Fool me once, shame on you
They do not market blood pressure medication strong enough for days like today.
Mary S., you were right.
To quote from our benefit catalog, p. 47:
Speech Therapy, Speech therapy provided by a speech therapist if all of the following conditions are met:
- The service of a speech therapist if required to restore a speech disability that the patient lost as direct result of an Illness or Injury.
- The services of the therapist are prescribed by a Physician who continues to control and direct the overall treatment of the case, as Medically Necessary to improve the specific defect.
When I read that to the case worker (G.O.), she said, "That sounds exactly like Linda." If you don't understand why discovering this little clause made me livid, review kicked out
. Notice where I state that "Apparently we don't even have an outpatient speech therapy benefit, and they feel they have been generous in paying for what they have already." This is precisely what G.O. told me on that date.
Most of you have never heard me yell.

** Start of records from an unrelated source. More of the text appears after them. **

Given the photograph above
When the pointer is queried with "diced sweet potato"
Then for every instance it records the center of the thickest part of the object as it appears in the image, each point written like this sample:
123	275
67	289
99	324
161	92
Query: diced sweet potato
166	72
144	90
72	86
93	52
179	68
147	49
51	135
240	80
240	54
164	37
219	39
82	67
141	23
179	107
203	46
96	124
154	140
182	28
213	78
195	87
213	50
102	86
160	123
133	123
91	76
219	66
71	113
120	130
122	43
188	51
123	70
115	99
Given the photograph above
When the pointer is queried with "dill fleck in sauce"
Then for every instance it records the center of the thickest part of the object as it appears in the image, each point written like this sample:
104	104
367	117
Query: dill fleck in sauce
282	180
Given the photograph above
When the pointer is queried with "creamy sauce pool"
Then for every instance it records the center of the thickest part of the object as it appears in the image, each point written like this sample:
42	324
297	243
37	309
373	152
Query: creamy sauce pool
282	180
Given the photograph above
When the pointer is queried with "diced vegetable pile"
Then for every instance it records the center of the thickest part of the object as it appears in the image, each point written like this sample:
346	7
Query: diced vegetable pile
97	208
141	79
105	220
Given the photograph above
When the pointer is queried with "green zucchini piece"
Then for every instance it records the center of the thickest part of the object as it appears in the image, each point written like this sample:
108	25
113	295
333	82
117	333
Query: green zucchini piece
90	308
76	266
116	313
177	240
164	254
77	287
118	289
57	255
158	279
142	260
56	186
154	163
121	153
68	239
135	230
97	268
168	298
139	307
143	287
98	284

G.O. has heard me yell. "You told me I didn't have an outpatient speech benefit! That was completely inappropriate!" Her story is that she was just relaying what the insurance company told her.

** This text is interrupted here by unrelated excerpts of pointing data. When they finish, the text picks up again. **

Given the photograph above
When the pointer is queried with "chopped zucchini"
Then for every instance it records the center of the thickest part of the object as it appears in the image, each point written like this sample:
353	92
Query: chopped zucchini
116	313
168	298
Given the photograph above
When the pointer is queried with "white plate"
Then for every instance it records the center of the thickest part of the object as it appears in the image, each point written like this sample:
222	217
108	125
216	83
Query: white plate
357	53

I told her that she had been negligent in her duties. She is supposed to protect the insurance company from me defrauding them, and she is supposed to protect me from them--and she didn't. You wouldn't believe this possible, but the case worker assigned to me by our own insurance company has no idea of what our benefits are and has no way to look it up.

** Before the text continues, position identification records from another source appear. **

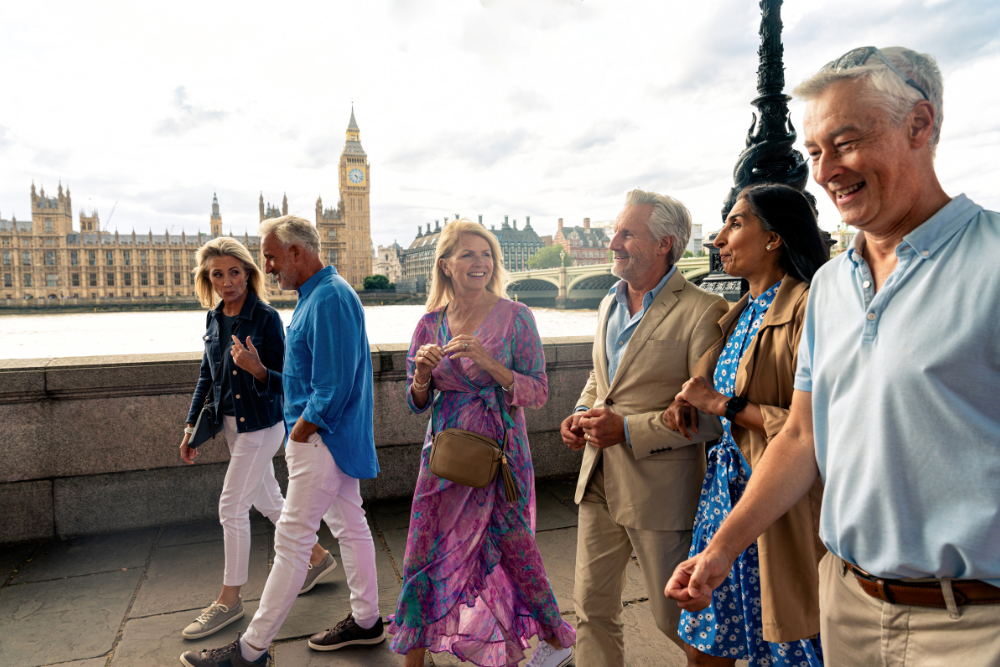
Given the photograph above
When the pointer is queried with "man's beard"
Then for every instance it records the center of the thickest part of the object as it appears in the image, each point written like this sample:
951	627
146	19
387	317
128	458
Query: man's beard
636	266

I told her that they are going to pay for Linda to continue speech therapy as well as her other therapies. She said she would pass my feelings on to the insurance company. I told her, "You can tell them, 'I'm awake now.'"
She said she had not yet received information from yesterday's Rusk visit, so I had Linda's current prescription for 3 months of continued speech therapy faxed to her along with a copy of p. 47 of the benefits booklet. I also re-enrolled Linda for speech at the earliest convenience of the therapist, which is Monday.
G.O. apparently did pass my comments on because the insurance company immediately ordered an independent inquiry into Linda's case by a physician "expert in the field." I learned this later in the day, after G.O. gave me numbers where I could confirm our benefit and get the word directly on why I had been misled about the benefit.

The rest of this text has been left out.